Commerzbank’s Volkmar Baur sees markets refocusing on oil-driven US inflation, shaping the dollar and Fed path

    by VT Markets
    /
    Apr 10, 2026

    FX markets may shift attention from Gulf tensions to how higher oil prices affect US inflation and the US Dollar.

    March US inflation data is expected to show a monthly CPI rise of 0.9%, taking the annual rate to 3.4%, the highest in two years. Core CPI is expected to rise by 0.3% month on month.

    Oil Prices And Inflation Focus

    Further inflation pressure could come from diesel costs through freight transport rather than household fuel use. US diesel prices rose by 32% last month.

    Logistics firms have raised trucking rates in response. By the end of March, trucking rates were more than 10% higher than at the end of February.

    Higher transport costs can feed into the prices of goods across the economy. This could influence Federal Reserve decisions under chair Kevin Warsh and affect the US Dollar.

    We recall the perspective from last year, when the market focus was expected to shift from geopolitical tensions to the impact of oil prices on US inflation. This has proven correct, as the second-round effects from surging transport costs in 2025 became a defining economic story. Those same inflationary pressures are still a major factor in our decisions today.

    Market Implications For Rate Expectations

    With WTI crude oil currently trading near $95 a barrel, the March 2026 inflation figures released this week showed the Consumer Price Index remains stubbornly high at 3.8%. This persistence demonstrates how the 32% jump in diesel costs we saw back in March 2025 has become embedded in consumer prices.
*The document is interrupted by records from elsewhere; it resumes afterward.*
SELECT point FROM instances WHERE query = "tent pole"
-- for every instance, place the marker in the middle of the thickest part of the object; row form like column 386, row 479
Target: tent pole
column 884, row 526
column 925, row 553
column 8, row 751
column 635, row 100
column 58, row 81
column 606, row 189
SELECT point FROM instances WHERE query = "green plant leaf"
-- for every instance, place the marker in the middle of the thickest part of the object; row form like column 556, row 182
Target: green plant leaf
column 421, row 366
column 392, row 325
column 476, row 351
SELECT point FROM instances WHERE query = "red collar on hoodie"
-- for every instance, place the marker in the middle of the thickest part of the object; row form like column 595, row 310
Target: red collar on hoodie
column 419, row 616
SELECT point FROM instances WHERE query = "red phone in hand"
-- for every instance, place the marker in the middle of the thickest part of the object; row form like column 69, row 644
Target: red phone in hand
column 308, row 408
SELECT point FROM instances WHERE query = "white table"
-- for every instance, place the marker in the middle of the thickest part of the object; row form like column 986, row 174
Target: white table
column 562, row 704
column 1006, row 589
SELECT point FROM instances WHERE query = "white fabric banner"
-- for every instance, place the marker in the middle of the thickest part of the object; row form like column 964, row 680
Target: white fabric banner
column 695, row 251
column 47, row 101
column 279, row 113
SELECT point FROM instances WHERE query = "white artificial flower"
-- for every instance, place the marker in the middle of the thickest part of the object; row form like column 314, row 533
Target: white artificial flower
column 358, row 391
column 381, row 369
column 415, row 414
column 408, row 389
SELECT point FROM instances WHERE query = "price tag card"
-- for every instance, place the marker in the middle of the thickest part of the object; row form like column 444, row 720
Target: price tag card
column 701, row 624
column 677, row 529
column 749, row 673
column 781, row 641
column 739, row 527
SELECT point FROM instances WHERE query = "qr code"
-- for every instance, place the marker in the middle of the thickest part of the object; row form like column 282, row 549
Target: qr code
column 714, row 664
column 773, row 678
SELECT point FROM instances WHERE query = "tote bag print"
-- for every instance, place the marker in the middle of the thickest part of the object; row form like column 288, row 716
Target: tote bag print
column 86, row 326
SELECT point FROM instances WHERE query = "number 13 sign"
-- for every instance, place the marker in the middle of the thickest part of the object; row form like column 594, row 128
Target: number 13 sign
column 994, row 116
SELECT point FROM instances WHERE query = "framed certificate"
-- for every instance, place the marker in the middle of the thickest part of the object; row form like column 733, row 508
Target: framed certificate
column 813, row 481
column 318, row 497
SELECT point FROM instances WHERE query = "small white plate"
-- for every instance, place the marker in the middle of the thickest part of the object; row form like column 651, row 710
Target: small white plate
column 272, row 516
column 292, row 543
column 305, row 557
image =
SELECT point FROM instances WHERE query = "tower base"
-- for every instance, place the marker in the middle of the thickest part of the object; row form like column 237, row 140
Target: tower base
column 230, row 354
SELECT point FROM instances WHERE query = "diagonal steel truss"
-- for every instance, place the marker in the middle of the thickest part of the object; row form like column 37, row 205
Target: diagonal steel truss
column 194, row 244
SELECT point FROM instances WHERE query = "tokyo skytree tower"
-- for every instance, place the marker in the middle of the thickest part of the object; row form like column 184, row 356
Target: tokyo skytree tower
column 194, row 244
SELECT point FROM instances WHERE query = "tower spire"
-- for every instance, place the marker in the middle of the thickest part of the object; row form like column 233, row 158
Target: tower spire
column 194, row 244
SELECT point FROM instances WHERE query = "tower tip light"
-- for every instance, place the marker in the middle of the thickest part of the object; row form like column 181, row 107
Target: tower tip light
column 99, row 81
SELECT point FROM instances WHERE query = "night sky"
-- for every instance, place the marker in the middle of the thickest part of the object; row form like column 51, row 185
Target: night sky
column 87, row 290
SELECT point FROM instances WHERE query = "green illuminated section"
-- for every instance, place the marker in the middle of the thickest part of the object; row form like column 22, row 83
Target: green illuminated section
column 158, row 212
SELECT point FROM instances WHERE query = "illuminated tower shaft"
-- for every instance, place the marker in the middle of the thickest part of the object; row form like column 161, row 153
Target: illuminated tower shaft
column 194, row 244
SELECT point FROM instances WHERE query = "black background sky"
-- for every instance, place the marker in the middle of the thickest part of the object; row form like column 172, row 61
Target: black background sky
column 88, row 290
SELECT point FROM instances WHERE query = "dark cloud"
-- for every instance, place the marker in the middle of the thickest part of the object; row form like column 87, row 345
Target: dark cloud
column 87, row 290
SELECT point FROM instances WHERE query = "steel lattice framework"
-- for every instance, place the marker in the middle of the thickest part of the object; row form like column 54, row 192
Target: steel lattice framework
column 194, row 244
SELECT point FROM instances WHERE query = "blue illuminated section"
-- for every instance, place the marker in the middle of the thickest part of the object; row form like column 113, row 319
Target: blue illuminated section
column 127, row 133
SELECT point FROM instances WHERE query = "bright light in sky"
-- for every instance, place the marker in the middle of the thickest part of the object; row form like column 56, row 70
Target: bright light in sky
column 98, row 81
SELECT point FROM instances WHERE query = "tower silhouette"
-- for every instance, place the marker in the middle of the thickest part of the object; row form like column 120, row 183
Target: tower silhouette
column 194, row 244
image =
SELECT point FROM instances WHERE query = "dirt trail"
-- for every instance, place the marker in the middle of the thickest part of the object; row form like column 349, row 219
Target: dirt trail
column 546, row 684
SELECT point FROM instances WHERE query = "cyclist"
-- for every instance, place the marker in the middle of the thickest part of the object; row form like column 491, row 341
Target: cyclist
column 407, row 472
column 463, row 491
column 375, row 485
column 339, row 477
The latest Producer Price Index for freight trucking also confirmed this trend, rising another 0.5% last month.

    As a result, the Federal Reserve under Chairman Warsh is maintaining its hawkish policy, a direct response to the inflation scenario that was anticipated over a year ago. Following the latest CPI report, fed funds futures are now pricing in a 60% chance of another interest rate hike by July. This has kept the US Dollar Index strong, currently holding near 108.

    For the weeks ahead, options strategies that favour continued dollar strength against currencies with more dovish central banks, such as the euro or yen, seem prudent. The persistent inflation risk suggests that call options on oil futures or energy-sector ETFs could offer a hedge against another spike in energy prices. Traders should also watch interest rate derivatives closely to position for the Fed potentially acting more aggressively than the market currently expects.